僕は自分がすっかり酔っていることに気が付いた、確かに昨日までは23本だったし、それは手帳への記録を見れば分かることだ。僕はポケットから手帳を取り出し、11月7日の欄をみる。
23本。
やっぱり、昨日は23本だった。僕は酔ってしまっているのだ、それもあり得ないほどに。今まで歯の数を数え間違えたことなんてあっただろうか。
僕は酔ってしまっているのだ。そう思ったとき、もう僕の直観は当てにならないものになっていた。
僕は手元にあるおしぼりを、あたかもうっかりといった感じに床に落としてみた。拾い上げるついでに男の方を見てやろうと思ったのだ、何しろ僕は酔っているのだから、直観は当てにならない。床を鈍く転がるおしぼりに向かって僕はすっかり固まってしまった腰を椅子から離しながら、手はおしぼりに、目線は男に漸近するように移してゆく。僕は男を視界に捕らえた。ぼんやりとした男の輪郭をもっとはっきりさせようと、3秒掛けて、カメラのピントを合わせるみたいに、焦点を彼に合わせた。

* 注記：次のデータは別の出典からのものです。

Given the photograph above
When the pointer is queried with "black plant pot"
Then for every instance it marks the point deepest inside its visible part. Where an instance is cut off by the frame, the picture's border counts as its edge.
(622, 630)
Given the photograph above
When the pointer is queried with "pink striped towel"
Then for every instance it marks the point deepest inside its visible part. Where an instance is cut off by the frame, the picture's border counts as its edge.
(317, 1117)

ついに男の姿が僕の脳の中で結ばれる、輪郭がある、まっすぐを向いた目がある、確かに樹の棒もある、そして、猫もいた。彼は手の中で猫を撫でていた。だが、それ以外に男は何かを所有しているというわけでもなく、ただ先ほどの僕と同じように、ガラスの向こう側へと視線を遊ばせていた。携帯電話とか他の電子機器類とか持っていてくれたら、もっと現実的で僕の心を落ち着かせてくれるのだが。

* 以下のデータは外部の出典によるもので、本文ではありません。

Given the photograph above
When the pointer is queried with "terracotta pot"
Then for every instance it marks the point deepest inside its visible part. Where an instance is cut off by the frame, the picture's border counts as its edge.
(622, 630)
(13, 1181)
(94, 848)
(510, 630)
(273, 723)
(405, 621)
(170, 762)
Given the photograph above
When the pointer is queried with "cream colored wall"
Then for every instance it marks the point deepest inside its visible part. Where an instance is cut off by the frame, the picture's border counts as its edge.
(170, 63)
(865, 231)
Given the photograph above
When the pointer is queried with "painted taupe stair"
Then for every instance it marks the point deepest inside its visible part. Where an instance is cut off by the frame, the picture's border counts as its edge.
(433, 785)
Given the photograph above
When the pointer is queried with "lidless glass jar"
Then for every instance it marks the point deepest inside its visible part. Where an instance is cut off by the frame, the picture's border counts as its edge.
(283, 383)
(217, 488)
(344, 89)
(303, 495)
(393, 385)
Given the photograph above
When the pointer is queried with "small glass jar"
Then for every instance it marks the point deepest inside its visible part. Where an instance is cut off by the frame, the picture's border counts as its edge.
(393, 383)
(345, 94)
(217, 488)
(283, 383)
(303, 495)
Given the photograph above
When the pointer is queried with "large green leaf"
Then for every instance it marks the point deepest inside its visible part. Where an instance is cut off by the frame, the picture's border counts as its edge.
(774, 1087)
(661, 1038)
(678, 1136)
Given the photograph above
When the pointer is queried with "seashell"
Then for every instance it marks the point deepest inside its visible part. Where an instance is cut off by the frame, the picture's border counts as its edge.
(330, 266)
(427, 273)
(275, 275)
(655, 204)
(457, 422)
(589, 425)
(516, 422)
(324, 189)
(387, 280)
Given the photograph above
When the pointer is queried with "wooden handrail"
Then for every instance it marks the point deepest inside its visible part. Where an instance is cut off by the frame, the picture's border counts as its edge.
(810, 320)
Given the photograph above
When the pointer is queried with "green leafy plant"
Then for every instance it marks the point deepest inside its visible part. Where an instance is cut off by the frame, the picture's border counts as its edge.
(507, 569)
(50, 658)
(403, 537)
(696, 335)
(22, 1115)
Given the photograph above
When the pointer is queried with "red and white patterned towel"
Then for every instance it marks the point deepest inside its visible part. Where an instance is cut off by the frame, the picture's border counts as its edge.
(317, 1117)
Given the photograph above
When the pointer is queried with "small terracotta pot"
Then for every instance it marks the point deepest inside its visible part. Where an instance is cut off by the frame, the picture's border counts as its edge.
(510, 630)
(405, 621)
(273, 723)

そんなことをつらつらと思っている内に、僕のおしぼりは、手に触れた。ただ僕の手ではないことは確かだ。多分女性の手でもない。それよりもっと逞しく、海の水でも掴んでしまいそうな手であった。
そして僕は何かの物語の主人公を演じているような不幸さを感じ、そして純粋な悔恨に苛まれてそこを動くことができなかった。
「おっと、落としましたよ。どうぞ」
男はそう言い、僕のテーブルにおしぼりを放ったのだ。そして特に何かあったという感じを出さないまま、男は猫の頭に右手をそっと乗せる。たおやかな薬指が、日光か或いは猫の眼で一瞬光ったような気がする。猫は少しびくりとしたが、そのまま快適さに溶けてゆく。
僕は勿論感謝を述べない。述べる時間さえ許されておらず、述べる理由され忘れてしまう。有難うとか、申し訳ありませんとか、何か相手をつまらなくさせないような言葉をかけなければならないという不便な衝動に駆られることはしたのだが、そういった人間をよく見せるための常識を遥かに上回ったのは是非男と言葉を交わしたくないという切なる願望だった。
すっかり冷えて固まってしまった身体を貫く太い一本を、僕は温めてやる必要があった。その格好のまま、グラスに手を伸ばす。傾ける。
アルコールが口の中をピリと凍えさせ食道を通っていく。そして胃の中に収まってしまうとなんだか高い温度を僕に与えてくれるように、頬が染まりたいと言う。僕は中腰のまま固まってしまった体勢から脱し、椅子に腰を下ろして、また少し浮かせて下ろし直す。その一連の動作の最中も僕の目線は男に向いたままであった。
そしてまた僕が仙骨から一瞬にして動かなくなったのは、「あなた、私の彼氏になってくれる?」と男が口にした時だった。そして、ああ不幸と幸福はなんて紙一重なことだよ、男の眼と僕の眼は濃厚に絡み合っていた。